Celebration of Summer – Israeli Travel Posters Collection Sale

In celebration of summer and the holiday season, Farkash Gallery proudly presents a captivating collection of travel posters depicting the Land of Israel from its early establishment until the present day.

 

Poster art has always been a powerful form of visual communication and an art form in itself. Travel Posters began to appear at the turn of the 20th century, Colonial nations like Great Britain, France, and the Netherlands started to create vibrant and exotic posters advertising landscapes of their colonies to entice travelers. In Palestine, tourism flourished under the British Mandate, becoming an important economic and political battleground between the Arabs and Jews. During that time Arabs exploited the country’s burgeoning tourist industry in order to spread anti-Semitic propaganda by distributing invidious anti-Jewish leaflets among their foreign charges.

The Zionist Executive, aware that its cause was being gravely undermined by the currently Arab-controlled tourist industry, resolved to remedy the situation, and to do so as quickly as possible. Discussing the matter for the first time in 1922 these years saw the beginning of a Zionist assault on Palestine’s tourist industry. The Zionist movement, defining tourism in political terms, consciously set out to exploit the tourist industry as part of its national political struggle. As such, it launched a coordinated attack on the country’s oral, visual, and written tourist media. Guidebooks, tourist maps advertisements, films, and tour guides were all used to shape and present the desired, Zionist take on Palestine.

The Zionists regarded tourism as an area well worth investing in and fighting over, and not simply for economic reasons. While there is little doubt that the Zionist movement saw tourism as an important source of revenue, its political benefits were considered equally if not more important. A flourishing Jewish tourist industry, by presenting tourists with a positive image of Palestine’s Jewish community could, it was thought, pay invaluable political dividends. It would, for example, allow the Zionists to enlist tourists as ambassadors for their cause. Documents, the first of their kind and dating from the mandatory era, touching upon the Arab-Jewish competition over the country’s tourist industry make it clear that the Zionists, like the Arabs, regarded tourism and its role in ideologically oriented image-making as an important means of advancing their political national goals. Hence, the Zionist desire to break into, even dominate the industry.
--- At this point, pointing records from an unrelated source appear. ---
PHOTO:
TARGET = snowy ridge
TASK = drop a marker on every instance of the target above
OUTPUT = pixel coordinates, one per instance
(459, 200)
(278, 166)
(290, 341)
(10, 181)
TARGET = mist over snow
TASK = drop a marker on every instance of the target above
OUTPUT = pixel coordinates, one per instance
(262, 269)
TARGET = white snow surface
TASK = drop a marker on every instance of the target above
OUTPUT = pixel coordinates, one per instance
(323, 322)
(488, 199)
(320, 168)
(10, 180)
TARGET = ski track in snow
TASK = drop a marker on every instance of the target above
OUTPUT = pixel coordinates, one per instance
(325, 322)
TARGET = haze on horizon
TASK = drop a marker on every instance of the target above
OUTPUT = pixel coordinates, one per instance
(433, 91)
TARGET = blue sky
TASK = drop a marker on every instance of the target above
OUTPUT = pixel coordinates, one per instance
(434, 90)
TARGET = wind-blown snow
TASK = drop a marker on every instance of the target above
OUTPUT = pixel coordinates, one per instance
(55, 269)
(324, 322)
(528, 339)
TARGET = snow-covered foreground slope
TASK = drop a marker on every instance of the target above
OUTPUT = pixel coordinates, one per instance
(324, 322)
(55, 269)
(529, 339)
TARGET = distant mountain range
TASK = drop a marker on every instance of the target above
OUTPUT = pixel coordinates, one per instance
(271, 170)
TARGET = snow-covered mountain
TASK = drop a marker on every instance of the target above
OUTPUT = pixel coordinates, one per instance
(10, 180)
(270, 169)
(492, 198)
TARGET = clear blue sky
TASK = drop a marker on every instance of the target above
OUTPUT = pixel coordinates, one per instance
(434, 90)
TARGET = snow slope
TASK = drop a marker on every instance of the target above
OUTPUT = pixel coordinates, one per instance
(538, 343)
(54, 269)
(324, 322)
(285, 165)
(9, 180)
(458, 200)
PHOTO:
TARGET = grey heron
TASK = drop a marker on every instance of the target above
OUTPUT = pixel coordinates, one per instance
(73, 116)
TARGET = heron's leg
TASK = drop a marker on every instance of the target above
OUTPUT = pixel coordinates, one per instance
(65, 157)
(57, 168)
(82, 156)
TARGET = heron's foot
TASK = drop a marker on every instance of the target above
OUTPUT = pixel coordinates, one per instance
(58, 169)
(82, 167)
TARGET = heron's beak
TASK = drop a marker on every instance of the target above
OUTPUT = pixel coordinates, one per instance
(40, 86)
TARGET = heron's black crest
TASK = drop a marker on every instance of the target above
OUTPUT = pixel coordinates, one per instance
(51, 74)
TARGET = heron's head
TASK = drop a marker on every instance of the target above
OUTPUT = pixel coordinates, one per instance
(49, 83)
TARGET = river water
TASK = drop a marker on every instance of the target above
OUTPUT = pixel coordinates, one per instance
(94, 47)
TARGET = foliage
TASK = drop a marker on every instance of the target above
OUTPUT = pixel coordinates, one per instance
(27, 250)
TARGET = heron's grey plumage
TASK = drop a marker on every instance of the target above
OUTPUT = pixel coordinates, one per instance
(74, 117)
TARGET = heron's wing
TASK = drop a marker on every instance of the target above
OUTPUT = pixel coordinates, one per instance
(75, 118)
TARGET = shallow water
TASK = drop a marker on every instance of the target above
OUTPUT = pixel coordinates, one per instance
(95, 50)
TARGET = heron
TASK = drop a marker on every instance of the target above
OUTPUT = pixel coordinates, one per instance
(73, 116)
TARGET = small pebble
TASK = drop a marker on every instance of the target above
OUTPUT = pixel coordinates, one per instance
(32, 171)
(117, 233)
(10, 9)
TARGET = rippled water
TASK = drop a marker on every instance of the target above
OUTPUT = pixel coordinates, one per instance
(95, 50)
Though it is impossible to measure the degree to which tourism ultimately contributed towards the fulfillment of Zionist aspirations, it is nevertheless evident that throughout the mandatory period, tourism was regarded, indeed wielded, by the Zionist movement as a political weapon. The Zionists believed that tourism offered them an opportunity to promote the Jewish national endeavor and influence world public opinion in their favor. Nor, it must be said, did this process cease after the creation of the state of Israel.